This is one of my favorite metaphors to describe life: a whirlwind. Every day is packed with activity, some days almost to the breaking point. The whirlwind isn't a tornado, with its damage. Perhaps it's more of a waterspout, a whirlwind over water. It throws up a lot of spray, but in the absence of a man made object it doesn't cause damage.
Of course, the whirlwind is to some extent our own making. We crowd life with all kinds of non-essential activities. Young parents make sure their kids are involved with team sports and gymnastics and dancing and church activities and...whatever else you can think of. Teens continue the practice, adding dating to it. Club sports become school sports. Naturally when they become adults they continue the cycle of endless activity.

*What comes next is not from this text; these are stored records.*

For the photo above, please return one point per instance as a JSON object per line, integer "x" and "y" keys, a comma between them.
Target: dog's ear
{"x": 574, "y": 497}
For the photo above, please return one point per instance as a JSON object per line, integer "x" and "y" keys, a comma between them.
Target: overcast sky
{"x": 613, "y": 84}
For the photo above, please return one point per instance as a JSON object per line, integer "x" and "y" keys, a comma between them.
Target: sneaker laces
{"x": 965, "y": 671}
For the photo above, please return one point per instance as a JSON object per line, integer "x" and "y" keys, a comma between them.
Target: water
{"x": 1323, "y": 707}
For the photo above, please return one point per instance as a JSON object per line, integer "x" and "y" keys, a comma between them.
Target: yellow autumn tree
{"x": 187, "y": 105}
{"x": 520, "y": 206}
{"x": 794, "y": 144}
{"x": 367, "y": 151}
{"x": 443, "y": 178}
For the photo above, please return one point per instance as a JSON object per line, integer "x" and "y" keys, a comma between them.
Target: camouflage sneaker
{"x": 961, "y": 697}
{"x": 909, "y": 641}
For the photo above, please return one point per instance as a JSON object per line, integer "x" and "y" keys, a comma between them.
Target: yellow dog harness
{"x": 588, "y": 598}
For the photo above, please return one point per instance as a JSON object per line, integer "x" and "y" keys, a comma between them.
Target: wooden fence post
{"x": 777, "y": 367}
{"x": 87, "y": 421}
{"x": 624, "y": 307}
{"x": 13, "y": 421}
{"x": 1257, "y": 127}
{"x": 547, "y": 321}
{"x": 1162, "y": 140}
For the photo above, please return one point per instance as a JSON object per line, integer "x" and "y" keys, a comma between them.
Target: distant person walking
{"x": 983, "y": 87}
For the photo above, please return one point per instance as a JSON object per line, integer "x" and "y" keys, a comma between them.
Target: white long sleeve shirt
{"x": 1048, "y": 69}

I have done the same thing. I don't remember my childhood years being a whirlwind. We came home from school every night. The only evening activity was boy scouts, which began in 5th grade. I didn't start school sports until sophomore year in high school. Didn't even try out in junior high. In college the busyness began, mainly due to working to pay the college bill. Even the early adult years weren't all that bad. Lots of church activities, and raising kids, but not really a whirlwind. Even the overseas years, in retrospect, seem leisurely. Maybe not right at vacation time, the planning, packing and going, but the day to day life was a breeze.
Now the kids are out of the nest, and the last way I should describe life is as a whirlwind. But that's exactly what life has become. It's all my own doing. Wanting to be a published author has added complexity to life that is most easily described as a whirlwind, two orders of magnitude added to what could otherwise be a leisurely life. The writing isn't too bad. It's more the promotion that adds to the to do list. I'm not handling it very well.
Of course, many other things dare to tread on the path I've established for myself, such as funerals in southwestern Kansas one Saturday and in Rhode Island the next. Kind of hard to get any real writing work done in the car, or on a plane. Concentration at those times is rather difficult.
So I think that is an apt metaphor. Not a simile. Life is not like a whirlwind, it is a whirlwind. Possibly this poem somewhat describes it.
Conflicted
I long to live that day when I will rest,
and cease to tax my brain. Then I will die
and stand before my Maker. Yet, I'm blessed.
I long to live! The day that I will rest
is somewhere out there, far beyond the quest
that now demands I try, and fail, and try.
I long to live that day when I will rest
and cease to tax my brain. Then I will die.